連載
トヨタは世界一への足固めを始めた:池田直渡「週刊モータージャーナル」(2/4 ページ)
フォルクスワーゲンがつまづいた今、トヨタが王座に立ち続けるのはほぼ間違いないだろう。しかし真の意味で世界一になるためにはやるべきことがある。
先例としてのマツダ
ここ数年、マツダはそういう部分を改善することに精力を注いで、クルマ好きの間ではマツダのそういう真面目な改善が高く評価されるようになりつつある。断っておくが、マツダのクルマが完璧であるとか、ベストであるとか言うつもりはない。ただ開発において「こういう理由でここをこのように改善しました」という説明がきちんと筋道立っており、共感できるということだ。そして、その改善が運転してある程度体感できることが高評価に繋がっているわけだ。

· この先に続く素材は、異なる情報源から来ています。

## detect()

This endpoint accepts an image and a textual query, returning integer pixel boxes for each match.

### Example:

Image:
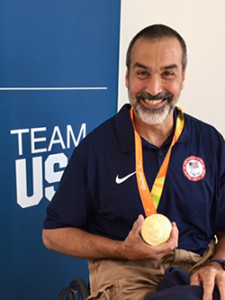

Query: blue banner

[0,0,120,300]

例えば、アテンザとCX-5はマイナーチェンジでショックアブソーバーのセッティングを変え、振動をより遮断する方向へシフトした。設計者はそうしようと思ってそうした。筆者個人の感覚で言えば、タイヤからの情報も伝わりにくくなったので、必ずしも高評価ではないのだが、マツダがそれを狙ってカイゼンし、その結果、そういうものが出来上がったという筋道は理解できる。真面目だというのはそういうことなのだ。付け加えれば、マツダの主査は筆者の指摘に対して「そういう異論は大いに結構です。評価は人それぞれですから」と答えた。少なくとも事実認識のレベルではきちんと共感があり、その事実に対する評価の違いという相互理解が得られたことになる。
TNGAによってトヨタもまた、そういうクルマ作りに舵を切るのだと宣言した。これまでのトヨタとのギャップを考えると、本当にできるのかという疑念はあるが、筆者は、その宣言そのものは素晴らしいと思い、応援したいと思っている。